Further, we quantitatively evaluate over a test set comprising of \(10\hbox {k}\) examples, similar to Sec. 5.1. Table 2 displays the results of such analysis. The results confirm the expectations from Fig. 7. Namely, that the explicit-shift paradigm appears to be performing better, on average, than other boundary filter strategies, in addition of not requiring any padding. On the other hand, the explicit-randomized boundary filter strategy came out as the worst among the three variants. We conclude that the advantages of further training the boundary filters is not justified by comparing the additional training time against marginal improvements.

7 Conclusion

In traditional image processing, the choice of boundary rule was never fully satisfying. In this work, we provide evidence, that CNNs offer the inherent opportunity to jointly extract features and handle the boundary as if the image continues naturally. We do this by learning filters that are executed on the boundary along with traditional filters executed inside the image. We further investigate the benefit of boundary filters by introducing different implementation strategies for the additional filters. We show that the explicit-shift paradigm performs better, on average, than other boundary filter strategies, while also lifting the need to pad its input.
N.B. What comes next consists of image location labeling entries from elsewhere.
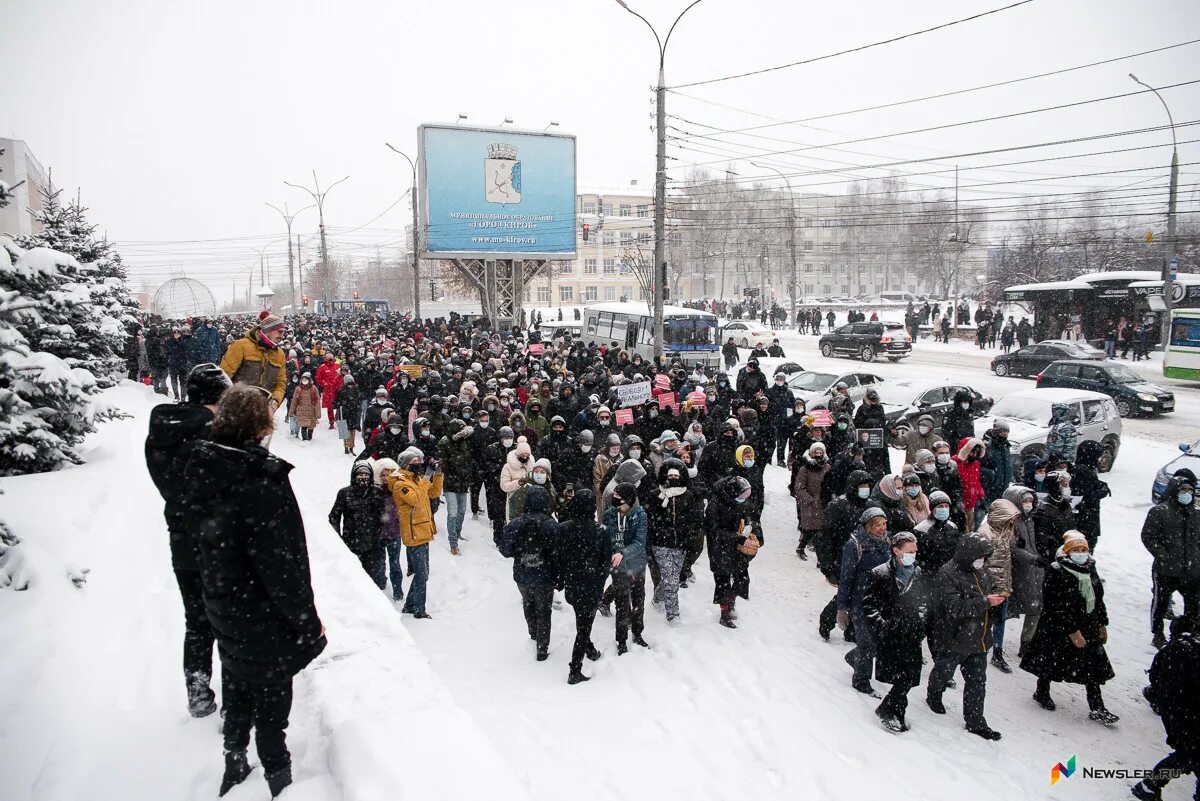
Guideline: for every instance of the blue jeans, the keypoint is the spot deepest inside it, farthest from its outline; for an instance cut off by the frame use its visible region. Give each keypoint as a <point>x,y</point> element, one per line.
<point>419,560</point>
<point>456,511</point>
<point>397,573</point>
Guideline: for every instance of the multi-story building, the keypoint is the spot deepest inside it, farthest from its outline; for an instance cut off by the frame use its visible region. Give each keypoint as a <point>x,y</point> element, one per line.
<point>19,166</point>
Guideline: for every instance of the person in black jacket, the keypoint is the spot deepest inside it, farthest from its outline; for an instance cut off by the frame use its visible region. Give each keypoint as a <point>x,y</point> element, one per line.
<point>1171,535</point>
<point>257,586</point>
<point>1171,694</point>
<point>839,521</point>
<point>673,517</point>
<point>894,608</point>
<point>585,558</point>
<point>174,432</point>
<point>529,542</point>
<point>960,631</point>
<point>358,517</point>
<point>959,422</point>
<point>1068,644</point>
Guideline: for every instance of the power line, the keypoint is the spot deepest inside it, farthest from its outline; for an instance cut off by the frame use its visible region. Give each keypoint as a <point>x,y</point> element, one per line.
<point>853,49</point>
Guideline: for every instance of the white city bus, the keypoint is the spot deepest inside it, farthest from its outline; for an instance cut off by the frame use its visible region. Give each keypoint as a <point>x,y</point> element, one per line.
<point>689,335</point>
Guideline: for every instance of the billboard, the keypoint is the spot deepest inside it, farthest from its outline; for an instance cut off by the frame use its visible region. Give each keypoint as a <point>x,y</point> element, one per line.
<point>496,193</point>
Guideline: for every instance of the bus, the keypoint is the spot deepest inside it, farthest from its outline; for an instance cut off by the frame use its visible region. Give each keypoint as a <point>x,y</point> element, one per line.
<point>690,336</point>
<point>1182,355</point>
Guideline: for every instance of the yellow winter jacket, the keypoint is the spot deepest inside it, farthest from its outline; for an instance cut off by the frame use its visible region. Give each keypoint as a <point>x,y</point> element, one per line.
<point>413,497</point>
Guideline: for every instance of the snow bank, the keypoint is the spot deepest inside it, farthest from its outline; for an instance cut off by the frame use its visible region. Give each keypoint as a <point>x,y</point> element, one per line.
<point>90,686</point>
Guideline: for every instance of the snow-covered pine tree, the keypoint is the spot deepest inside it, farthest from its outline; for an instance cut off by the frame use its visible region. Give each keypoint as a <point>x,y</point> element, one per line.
<point>84,303</point>
<point>45,407</point>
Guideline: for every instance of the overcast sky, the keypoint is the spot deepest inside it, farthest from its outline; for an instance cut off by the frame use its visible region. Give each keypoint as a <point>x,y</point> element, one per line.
<point>178,120</point>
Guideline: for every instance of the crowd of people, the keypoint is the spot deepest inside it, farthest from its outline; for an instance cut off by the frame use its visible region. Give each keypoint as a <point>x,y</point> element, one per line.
<point>939,554</point>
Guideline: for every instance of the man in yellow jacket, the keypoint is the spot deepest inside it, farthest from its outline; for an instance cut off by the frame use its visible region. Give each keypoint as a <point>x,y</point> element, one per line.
<point>257,359</point>
<point>414,495</point>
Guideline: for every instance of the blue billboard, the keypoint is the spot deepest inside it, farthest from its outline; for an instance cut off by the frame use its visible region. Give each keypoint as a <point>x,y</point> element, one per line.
<point>493,192</point>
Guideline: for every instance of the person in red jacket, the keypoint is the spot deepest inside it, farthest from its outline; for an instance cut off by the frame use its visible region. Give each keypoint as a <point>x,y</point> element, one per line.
<point>967,459</point>
<point>329,379</point>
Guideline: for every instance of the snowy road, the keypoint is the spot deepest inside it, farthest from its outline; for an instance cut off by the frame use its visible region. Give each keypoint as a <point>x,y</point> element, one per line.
<point>457,706</point>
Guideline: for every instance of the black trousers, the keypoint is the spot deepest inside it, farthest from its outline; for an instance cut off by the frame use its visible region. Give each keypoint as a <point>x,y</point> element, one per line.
<point>1164,588</point>
<point>537,602</point>
<point>263,706</point>
<point>585,616</point>
<point>197,631</point>
<point>629,592</point>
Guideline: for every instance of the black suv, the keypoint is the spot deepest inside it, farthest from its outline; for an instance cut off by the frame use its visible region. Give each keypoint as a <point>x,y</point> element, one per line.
<point>1129,391</point>
<point>868,341</point>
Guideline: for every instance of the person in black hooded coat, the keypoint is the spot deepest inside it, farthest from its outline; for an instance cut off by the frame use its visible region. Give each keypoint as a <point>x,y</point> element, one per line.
<point>257,585</point>
<point>358,518</point>
<point>585,552</point>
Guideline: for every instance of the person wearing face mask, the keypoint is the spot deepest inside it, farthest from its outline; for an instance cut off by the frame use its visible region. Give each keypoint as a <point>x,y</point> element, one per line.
<point>838,524</point>
<point>996,465</point>
<point>492,467</point>
<point>305,407</point>
<point>894,608</point>
<point>675,517</point>
<point>960,615</point>
<point>1072,632</point>
<point>1027,565</point>
<point>814,467</point>
<point>919,438</point>
<point>357,516</point>
<point>865,550</point>
<point>1171,535</point>
<point>625,521</point>
<point>517,467</point>
<point>726,528</point>
<point>970,471</point>
<point>958,423</point>
<point>414,495</point>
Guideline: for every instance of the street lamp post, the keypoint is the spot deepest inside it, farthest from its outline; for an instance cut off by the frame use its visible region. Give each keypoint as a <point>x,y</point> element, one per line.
<point>287,218</point>
<point>318,198</point>
<point>791,222</point>
<point>417,238</point>
<point>660,175</point>
<point>1169,245</point>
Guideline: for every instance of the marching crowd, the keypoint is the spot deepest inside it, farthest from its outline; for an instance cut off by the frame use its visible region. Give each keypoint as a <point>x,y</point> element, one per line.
<point>588,497</point>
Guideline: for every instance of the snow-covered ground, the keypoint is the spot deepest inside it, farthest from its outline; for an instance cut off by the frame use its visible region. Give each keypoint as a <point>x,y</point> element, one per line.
<point>457,708</point>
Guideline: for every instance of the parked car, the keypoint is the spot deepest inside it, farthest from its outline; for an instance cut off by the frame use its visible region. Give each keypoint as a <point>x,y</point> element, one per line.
<point>748,333</point>
<point>906,401</point>
<point>1129,390</point>
<point>1189,459</point>
<point>816,389</point>
<point>1027,414</point>
<point>868,341</point>
<point>1032,360</point>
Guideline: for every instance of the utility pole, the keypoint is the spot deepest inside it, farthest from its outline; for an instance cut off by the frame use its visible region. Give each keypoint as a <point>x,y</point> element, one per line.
<point>318,198</point>
<point>417,239</point>
<point>660,175</point>
<point>791,222</point>
<point>287,220</point>
<point>1169,260</point>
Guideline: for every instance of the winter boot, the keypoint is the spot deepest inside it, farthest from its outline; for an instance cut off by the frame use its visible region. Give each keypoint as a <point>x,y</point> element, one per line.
<point>727,618</point>
<point>279,781</point>
<point>201,698</point>
<point>237,770</point>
Incurring little learning and no execution overhead, the concept is simple to integrate into an existing architecture, which we demonstrate by increased result fidelity for a typical encoder–decoder architecture on practical CNN tasks. We therefore encourage testing our method for any CNN application where the visual quality of the output carries reasonable weight. Future work could investigate whether the statistical bias of humans to favor framing certain objects and patterns over others at the boundary, could affect the benefit of boundary rules and how it could be leveraged. In a similar direction, future research could analyze differences in the learned weights of individual boundary filters and draw conclusions from potential recurring patterns.